Evasion fiscale : 3 ministres des finances écrivent au Commissaire

Publié le par Benoit

Evasion fiscale : 3 ministres des finances écrivent au Commissaire

Le 28 novembre dernier, les Ministres des finances allemand, français et italien écrivent au Commissaire en charge de la fiscalité, M. Moscovici (voir la lettre en anglais).

Certes il s'agit d'une lettre écrite à 3 mains, mais de fait, le Ministre français envoie une lettre au commissaire de nationalité française... en anglais... !

Je vous mets en garde, je ne suis pas un interprète ou un traducteur :

"Monsieur le Commissaire,

Le manque d'harmonisation fiscale dans l'Union européenne est une des causes principales qui permet aux stratégies fiscales agressives, à l'érosion des bases d'imposition et aux transfert des profits (BEPS : l'acronyme anglais) de se développer dans le marché intérieur.

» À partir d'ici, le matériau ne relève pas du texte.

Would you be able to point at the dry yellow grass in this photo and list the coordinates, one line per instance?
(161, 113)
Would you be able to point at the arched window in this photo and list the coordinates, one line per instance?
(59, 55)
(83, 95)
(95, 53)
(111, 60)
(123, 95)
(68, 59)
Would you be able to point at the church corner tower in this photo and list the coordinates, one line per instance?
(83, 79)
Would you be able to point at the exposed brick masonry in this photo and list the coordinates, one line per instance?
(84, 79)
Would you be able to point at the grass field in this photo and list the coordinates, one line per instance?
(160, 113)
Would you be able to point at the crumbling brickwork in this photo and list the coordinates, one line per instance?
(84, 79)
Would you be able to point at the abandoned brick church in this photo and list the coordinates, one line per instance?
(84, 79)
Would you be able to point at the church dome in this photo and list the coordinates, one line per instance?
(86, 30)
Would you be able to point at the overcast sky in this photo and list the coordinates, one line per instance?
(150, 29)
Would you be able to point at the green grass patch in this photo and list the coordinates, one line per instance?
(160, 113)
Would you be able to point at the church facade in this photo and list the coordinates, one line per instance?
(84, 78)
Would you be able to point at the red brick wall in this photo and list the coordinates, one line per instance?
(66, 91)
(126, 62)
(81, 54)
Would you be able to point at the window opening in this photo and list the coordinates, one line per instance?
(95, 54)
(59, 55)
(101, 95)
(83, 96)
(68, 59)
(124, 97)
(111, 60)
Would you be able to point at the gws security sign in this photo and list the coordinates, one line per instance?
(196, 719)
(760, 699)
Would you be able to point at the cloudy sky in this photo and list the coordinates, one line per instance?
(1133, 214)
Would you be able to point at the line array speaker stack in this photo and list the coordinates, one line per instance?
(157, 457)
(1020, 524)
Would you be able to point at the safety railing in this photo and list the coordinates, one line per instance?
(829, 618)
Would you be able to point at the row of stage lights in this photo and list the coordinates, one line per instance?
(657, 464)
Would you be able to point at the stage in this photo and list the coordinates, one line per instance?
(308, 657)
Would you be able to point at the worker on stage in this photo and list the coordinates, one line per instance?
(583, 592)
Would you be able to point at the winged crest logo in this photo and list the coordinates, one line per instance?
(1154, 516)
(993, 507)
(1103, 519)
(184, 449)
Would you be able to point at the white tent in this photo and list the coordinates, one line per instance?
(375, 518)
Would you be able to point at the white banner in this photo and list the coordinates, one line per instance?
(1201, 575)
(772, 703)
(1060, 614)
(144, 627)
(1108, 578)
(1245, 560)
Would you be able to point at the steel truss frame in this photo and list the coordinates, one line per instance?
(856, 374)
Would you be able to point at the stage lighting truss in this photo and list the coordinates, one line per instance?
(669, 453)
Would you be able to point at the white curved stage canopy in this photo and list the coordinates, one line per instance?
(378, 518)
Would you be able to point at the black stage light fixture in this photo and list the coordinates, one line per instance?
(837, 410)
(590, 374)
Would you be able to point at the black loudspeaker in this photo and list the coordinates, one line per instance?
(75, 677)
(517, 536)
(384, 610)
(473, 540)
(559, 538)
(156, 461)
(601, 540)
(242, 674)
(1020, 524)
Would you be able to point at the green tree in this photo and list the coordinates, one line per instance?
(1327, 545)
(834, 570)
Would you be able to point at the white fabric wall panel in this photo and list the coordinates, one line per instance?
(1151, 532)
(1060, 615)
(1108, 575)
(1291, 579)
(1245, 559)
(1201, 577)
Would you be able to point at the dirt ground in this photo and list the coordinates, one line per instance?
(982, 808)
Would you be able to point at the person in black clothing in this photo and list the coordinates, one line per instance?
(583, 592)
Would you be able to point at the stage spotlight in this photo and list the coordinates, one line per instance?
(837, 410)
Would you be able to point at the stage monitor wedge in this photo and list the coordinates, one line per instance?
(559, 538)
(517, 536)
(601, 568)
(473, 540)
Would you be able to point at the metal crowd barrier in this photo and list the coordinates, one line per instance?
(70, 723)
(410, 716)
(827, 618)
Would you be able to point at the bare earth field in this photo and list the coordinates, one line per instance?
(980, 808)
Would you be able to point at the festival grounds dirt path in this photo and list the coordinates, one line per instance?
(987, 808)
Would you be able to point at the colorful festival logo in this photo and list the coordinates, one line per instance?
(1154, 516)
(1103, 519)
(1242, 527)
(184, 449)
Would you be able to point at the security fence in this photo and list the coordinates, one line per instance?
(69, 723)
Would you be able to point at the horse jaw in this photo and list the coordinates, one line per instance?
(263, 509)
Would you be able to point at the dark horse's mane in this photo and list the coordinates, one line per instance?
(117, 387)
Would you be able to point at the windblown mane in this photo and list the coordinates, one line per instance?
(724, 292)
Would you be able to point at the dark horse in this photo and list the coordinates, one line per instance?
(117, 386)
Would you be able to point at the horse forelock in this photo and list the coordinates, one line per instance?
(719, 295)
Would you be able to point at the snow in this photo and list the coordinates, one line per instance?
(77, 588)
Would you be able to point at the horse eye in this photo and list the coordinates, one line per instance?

Cette situation peut conduire à des comportements peu coopératifs entre les États-membres, ce qui affecte directement les fondations et le fonctionnement du marché intérieur ainsi que les libertés prévues par les Traités.

Nos concitoyens et nos entreprises veulent que nous luttions contre les fuites fiscales et les stratégies fiscales agressives. C'est notre devoir à tous d’accéder à leurs attentes en leur assurant que chacun paye ses impôts à sa juste proportion aux États dans lesquels il a généré ses profits.

Des progrès intéressants ont déjà été réalisés, spécialement ces 6 derniers mois, mais désormais nous avons besoin d'aller plus loin. En effet, il est évident qu'un point de non retour a été atteint dans les discussions autour de l'injuste concurrence fiscale et des BEPS dans l'UE dont les résultats produisent des effets indésirables et compromettent la réalisation du marché intérieur. Depuis que certaines pratiques fiscales, des pays comme des contribuables, ont été rendues public, les limites de la concurrence fiscale entre les États-membres ont changé. Ce processus est irréversible.

Nous apprécions pleinement la réaction rapide de la Commission après les récentes révélations sur les rescrits fiscaux. Désormais, nul ne peut nier le fait qu'un réel besoin d'actions concrètes se fait sentir, nous obligeant à prendre collectivement des mesures indispensables pour assurer la transparence et la justice face à l'impôt.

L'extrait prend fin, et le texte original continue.